## Homework

The goal of this homework is to train a simple model for predicting the duration of a ride - similar to what we did in this module.

In [1]:
import pandas as pd
import numpy as np

## Q1. Downloading the data

We'll use [the same NYC taxi dataset](https://www1.nyc.gov/site/tlc/about/tlc-trip-record-data.page),
but instead of "**Green** Taxi Trip Records", we'll use "**Yellow** Taxi Trip Records".

Download the data for January and February 2022.

Read the data for January. How many columns are there?

- [ ] 16
- [ ] 17
- [ ] 18
- [x] 19

In [2]:
data_jan = pd.read_parquet('../../data/yellow_tripdata_2022-01.parquet')
data_jan.head()

Unnamed: 0,VendorID,tpep_pickup_datetime,tpep_dropoff_datetime,passenger_count,trip_distance,RatecodeID,store_and_fwd_flag,PULocationID,DOLocationID,payment_type,fare_amount,extra,mta_tax,tip_amount,tolls_amount,improvement_surcharge,total_amount,congestion_surcharge,airport_fee
0,1,2022-01-01 00:35:40,2022-01-01 00:53:29,2.0,3.8,1.0,N,142,236,1,14.5,3.0,0.5,3.65,0.0,0.3,21.95,2.5,0.0
1,1,2022-01-01 00:33:43,2022-01-01 00:42:07,1.0,2.1,1.0,N,236,42,1,8.0,0.5,0.5,4.0,0.0,0.3,13.3,0.0,0.0
2,2,2022-01-01 00:53:21,2022-01-01 01:02:19,1.0,0.97,1.0,N,166,166,1,7.5,0.5,0.5,1.76,0.0,0.3,10.56,0.0,0.0
3,2,2022-01-01 00:25:21,2022-01-01 00:35:23,1.0,1.09,1.0,N,114,68,2,8.0,0.5,0.5,0.0,0.0,0.3,11.8,2.5,0.0
4,2,2022-01-01 00:36:48,2022-01-01 01:14:20,1.0,4.3,1.0,N,68,163,1,23.5,0.5,0.5,3.0,0.0,0.3,30.3,2.5,0.0


In [3]:
print(f"Number of columns: {len(data_jan.columns)}")

Number of columns: 19


## Q2. Computing duration

Now let's compute the `duration` variable.
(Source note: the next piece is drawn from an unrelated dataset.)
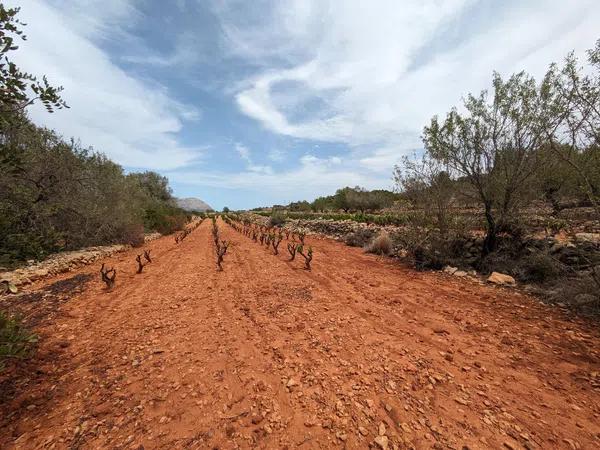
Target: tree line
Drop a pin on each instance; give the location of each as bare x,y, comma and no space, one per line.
56,194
It should contain the duration of a ride in minutes. 

What's the standard deviation of the trips duration in January?

- [ ] 41.45
- [X] 46.45
- [ ] 51.45
- [ ] 56.45

In [4]:
# Creating the duration column (in minutes)
data_jan['duration'] = (data_jan['tpep_dropoff_datetime'] - data_jan['tpep_pickup_datetime']).dt.total_seconds() / 60

# Standard deviation of the duration column
print(f"Standard deviation of the duration column: {round(data_jan['duration'].std(), 2)}")

Standard deviation of the duration column: 46.45


## Q3. Dropping outliers

Next, we need to check the distribution of the `duration` variable. There are some outliers. Let's remove them and keep only the records where the duration was between 1 and 60 minutes (inclusive).

What fraction of the records left after you dropped the outliers?

- [ ] 90%
- [ ] 92%
- [ ] 95%
- [x] 98%

In [5]:
# Keeping durations between 1 and 60 minutes
data_jan_clean = data_jan[(data_jan['duration'] >= 1) & (data_jan['duration'] <= 60)]

# Fraction of trips with durations between 1 and 60 minutes
print(f"Fraction of trips with durations between 1 and 60 minutes: {round(len(data_jan_clean) / len(data_jan), 2)}")

Fraction of trips with durations between 1 and 60 minutes: 0.98


## Q4. One-hot encoding

Let's apply one-hot encoding to the pickup and dropoff location IDs. We'll use only these two features for our model. 

* Turn the dataframe into a list of dictionaries
* Fit a dictionary vectorizer 
* Get a feature matrix from it

What's the dimensionality of this matrix (number of columns)?

- [ ] 2
- [ ] 155
- [ ] 345
- [X] 515
- [ ] 715


In [6]:
from sklearn.feature_extraction import DictVectorizer

# Getting only the location columns as converting to string
df_location = data_jan_clean[['PULocationID', 'DOLocationID']].astype(str)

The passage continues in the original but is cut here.